いっぽうで、出産時にはまだ死亡しているとは確定できず、懸命に新生児蘇生(人工呼吸、胸骨圧迫、アドレナリン投与)をして、赤ちゃんの救命を試みたのであれば、死亡確認は出産から数分~数十分経過しているです。
この場合、赤ちゃんは死産とならず、出生後の死亡と考えることもできます。

これは、「赤ちゃんの死亡はお腹の中だったのか、外だったのか」という判断が、立ち会った医師の判断に委ねられているために起こり得ます。

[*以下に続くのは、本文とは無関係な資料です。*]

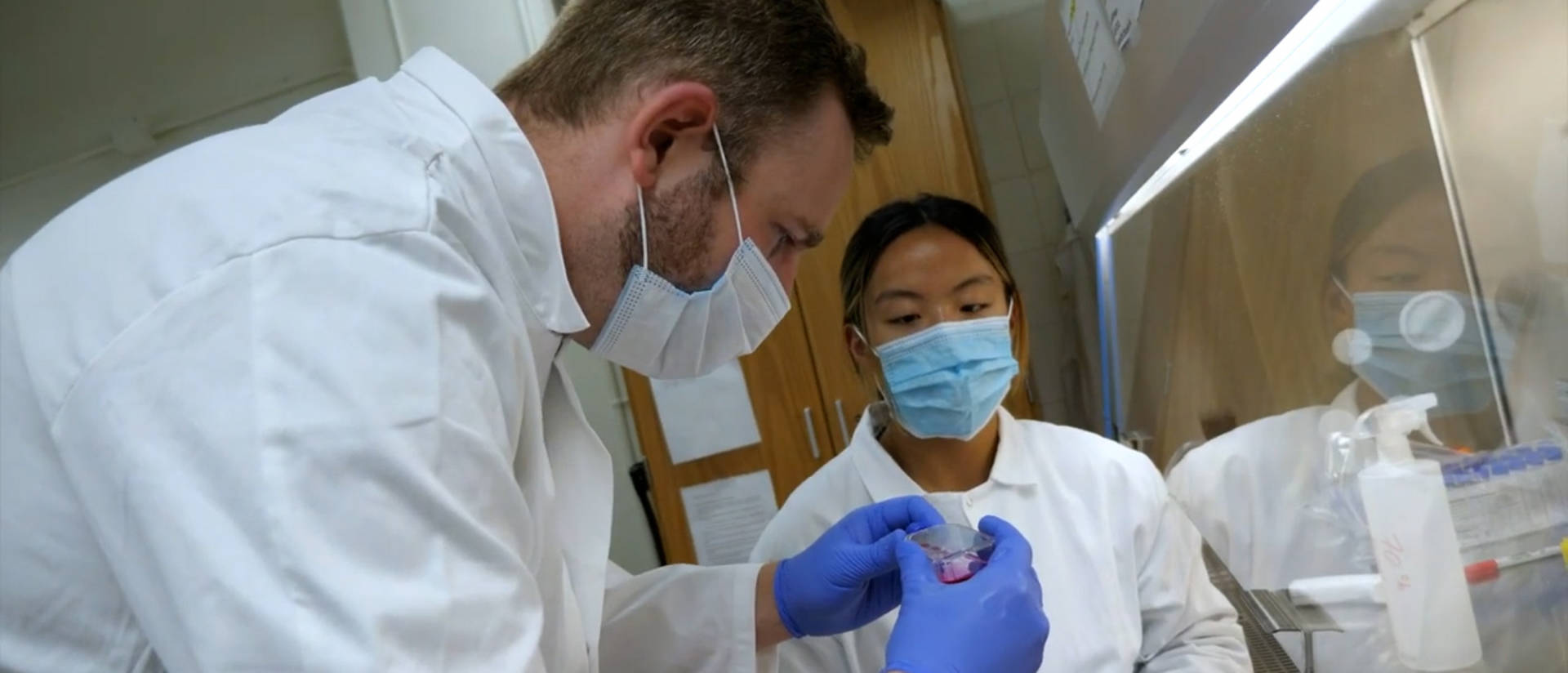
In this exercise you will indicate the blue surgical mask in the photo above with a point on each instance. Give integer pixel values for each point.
(947, 380)
(1428, 342)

「総合的に考えて、出産時にはすでに亡くなっていた」と判断する医師もいるでしょう。

いっぽうで、「出産後も救命できる可能性を信じて、我々は全力を尽くした。結果的に救命できなかったが、出産時にすでに死亡していたとは思っていない。あのとき赤ちゃんは、まだ死にたくないと頑張っていた。死亡と判断した時刻は、蘇生を終了し、死亡確認をした瞬間だ」と判断する医師もいるでしょう。

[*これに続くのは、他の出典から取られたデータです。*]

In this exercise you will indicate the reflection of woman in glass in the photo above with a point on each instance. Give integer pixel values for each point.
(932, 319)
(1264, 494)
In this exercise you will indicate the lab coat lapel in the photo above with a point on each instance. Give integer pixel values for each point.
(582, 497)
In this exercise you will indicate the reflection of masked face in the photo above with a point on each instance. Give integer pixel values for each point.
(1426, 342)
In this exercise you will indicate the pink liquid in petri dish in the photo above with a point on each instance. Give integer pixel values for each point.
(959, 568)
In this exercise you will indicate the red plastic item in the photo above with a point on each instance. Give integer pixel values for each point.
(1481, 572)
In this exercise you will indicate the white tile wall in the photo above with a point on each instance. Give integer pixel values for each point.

学術的に用いられる「死産とは1分後と5分後のアプガースコアが0、直接観察により生命徴候なし」という定義を用いると、ある程度クリアにこの問題は解決します。
仮に人工呼吸、胸骨圧迫、アドレナリン投与を組み合わせ、赤ちゃんを全力で蘇生しようと試みたものの、治療反応がなく、生後10分で死亡と判断し、蘇生を終了した場合であっても、「1分後と5分後のアプガースコアが0、直接観察により生命徴候はありませんでしたので、死産と判断します」といえます。

私の経験

NICUでの経験は3年程度しかない私ですが、出生届と死亡届を同時に書いた経験は2回あります。

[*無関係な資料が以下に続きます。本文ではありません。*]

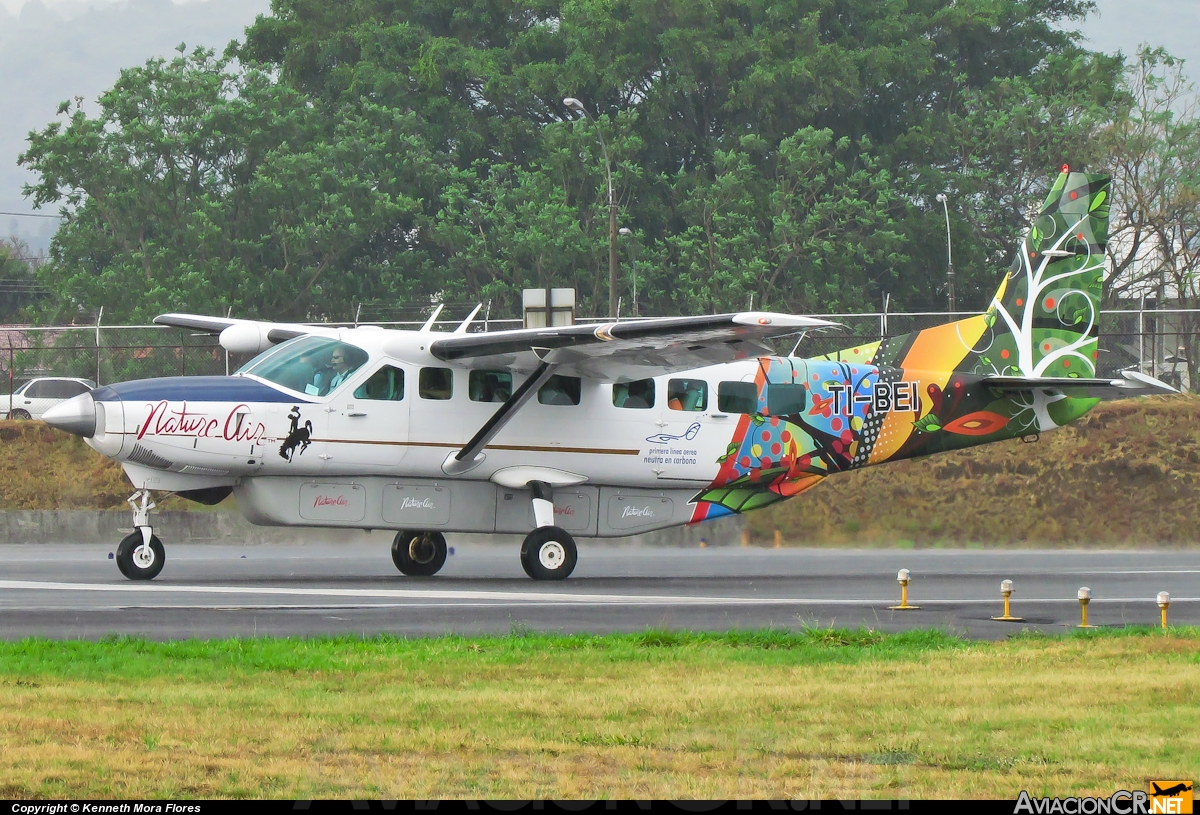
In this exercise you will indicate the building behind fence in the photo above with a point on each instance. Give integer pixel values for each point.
(1157, 342)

いずれの症例も、児心音の急速な低下で緊急帝王切開となったものの、結果的には「1分後と5分後のアプガースコアが0、直接観察により生命徴候なし」というケースでした。

私は、この産声をあげられなかった赤ちゃんに、出生届を出すためには名前をつける必要があること、出生届を出せば戸籍に残ることを、泣き崩れる父親に説明しました。
これでよかったのか、私にはまだ分かりません。
絶望の中にいる家族に、さらに絶望を上塗りするような行為だったかもしれません。

それでも、私は立ち会った医師としての判断で、最終的にこれらのケースに関しては「死産とはしない」と決めました。
この判断には、家族の希望も含まれました。
名前をつけて、戸籍にも入れてあげたいという家族の希望が含まれました。

現行の死産の定義には、あいまいな点があります。
医学は科学であり、科学にはあいまいな点がないほうがいいという考え方もできます。
学術的な定義を導入し、死産か死亡かをクリアに分けるべきだという考え方もあるでしょう。
ですが、あいまいだからこそ、ケースバイケースに対応できる柔軟さがあるのではないかとも思っています。

子どもの死への対応はセンシティブであり、私の中でではまだ答えが出ません。